Tahun 1984 merupakan tahun yang tak akan pernah saya lupakan seumur hidup. Saat itu saya mendapatkan kesempatan mengikuti Pelatihan Motivasi Berprestasi yang diselenggarakan oleh Departemen Tenaga Kerja.
Pesertanya hanya 27 pemuda yang mewakili masing-masing provinsi di Indonesia saat itu. Saya mewakili pemuda dari DKI Jakarta. Pelatihan berlansung selama satu bulan penuh dan pesertanya diasramakan di Cibubur, Jakarta.
Motivasi berprestasi didasarkan pada teori David C. McClelland, yang menyebutkan ada tiga motif utama pada diri seseorang: Motivasi untuk berprestasi (Need for Achiement), Motivasi untuk kekuasaan (Need for Power), dan Motivasi untuk berafiliasi (Need for Affiliation).
Motif dominan yang ada pada diri seseorang akan mendorong kecenderungan seseorang dalam bertindak dan berperilaku dalam membentuk kehidupannya.
Seseorang dengan motivasi berprestasi tinggi memiliki dorongan kuat untuk mencari prestasi, ingin selalu unggul, menyukai kompetisi dan tantangan. Orang dengan motivasi kekuasaan tinggi cenderung sok kuasa, ingin berpengaruh dan disegani.
Orang yang memiliki motivasi afiliasi tinggi memiliki keinginan kuat untuk menjalin hubungan pertemanan dan persahabatan dengan orang lain.
Menurut McClelland, orang-rang yang memiliki motivasi berprestasi tinggi memilki ciri-ciri antara lain: ingin selalu mencari prestasi, menyukai kompetisi, ingin selalu unggul, suka tantangan, dan menginginkan umpan balik tentang keberhasilan dan kegagalannya.
Pelatihan diarahkan agar peserta memiliki motivasi berprestasi yang tinggi sehingga mereka dapat mengembangkan diri dan usahanya dengan standar keunggulan tertentu dan menjadi pelopor di daerahnya.
Selama satu bulan dari bangun pagi subuh hingga malam menjelang tidur peserta ‘cuci otaknya’ dan didoktrin agar selalu berfikir prestasi. Selalu memikirkan capaian-capaian, standar-standar, target-target prestasi, serta keunggulan dalam bidang yang digelutinya.
Otak kami harus HANYA digunakan untuk berpikir prestasi dan keunggulan. Kami dirangsang untuk menterjemahkan gambar dan situasi kedalam proses pencapaian prestasi dan keunggulan tertentu.
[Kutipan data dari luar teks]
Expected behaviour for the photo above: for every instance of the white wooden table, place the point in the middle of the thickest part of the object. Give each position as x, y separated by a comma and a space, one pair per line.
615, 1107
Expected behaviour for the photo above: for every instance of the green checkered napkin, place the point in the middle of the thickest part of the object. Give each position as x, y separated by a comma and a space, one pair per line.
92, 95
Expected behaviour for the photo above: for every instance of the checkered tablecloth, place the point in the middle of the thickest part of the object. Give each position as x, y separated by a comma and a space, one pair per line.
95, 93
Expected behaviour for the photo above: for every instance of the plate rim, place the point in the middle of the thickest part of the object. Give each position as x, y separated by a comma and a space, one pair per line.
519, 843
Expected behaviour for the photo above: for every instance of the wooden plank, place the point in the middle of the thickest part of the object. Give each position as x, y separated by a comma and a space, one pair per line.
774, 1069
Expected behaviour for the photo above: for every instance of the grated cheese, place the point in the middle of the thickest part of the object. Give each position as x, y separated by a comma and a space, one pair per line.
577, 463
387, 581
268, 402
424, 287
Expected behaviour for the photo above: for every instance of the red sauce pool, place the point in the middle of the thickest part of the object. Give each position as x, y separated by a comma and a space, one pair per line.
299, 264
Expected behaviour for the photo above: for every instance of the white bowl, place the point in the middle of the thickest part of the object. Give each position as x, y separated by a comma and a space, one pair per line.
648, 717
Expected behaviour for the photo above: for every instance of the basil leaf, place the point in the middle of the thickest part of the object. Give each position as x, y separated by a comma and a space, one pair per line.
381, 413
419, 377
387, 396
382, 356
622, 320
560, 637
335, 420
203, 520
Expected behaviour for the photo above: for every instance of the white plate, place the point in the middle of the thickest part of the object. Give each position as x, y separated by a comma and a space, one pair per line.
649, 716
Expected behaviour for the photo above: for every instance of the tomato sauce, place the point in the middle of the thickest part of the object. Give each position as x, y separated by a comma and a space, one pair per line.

Peluang-peluang apa yang terdapat pada situasi tersebut dan bagaimana memanfaatkannya. Selalu memiliki tujuan target dan mengembangkan strategi pencapaiannya. Mencari sumber-sumber lain yang dapat mempercepat pencapaian prestasi juga penting. Juga memperhitungkan waktu pencapaiannya.
Setiap malam kami berdiskusi kelompok untuk membahas kasus-kasus yang diberikan instruktur, yang intinya untuk membangun motivasi berprestasi di alam pikir kami.
Pada minggu keempat kami diminta untuk membuat impian kehidupan yang ingin kami bangun, membuat tujuan-tujuan jangka menengah (tahunan) yang merupakan terminal-terminal yang harus dilalui, dan target-target jangka pendek (bulanan) serta alternative strategi pencapaian target-target tersebut. Peserta mempresentasikan ‘blue print kehidupannya’ dan dikomentari oleh peserta lain.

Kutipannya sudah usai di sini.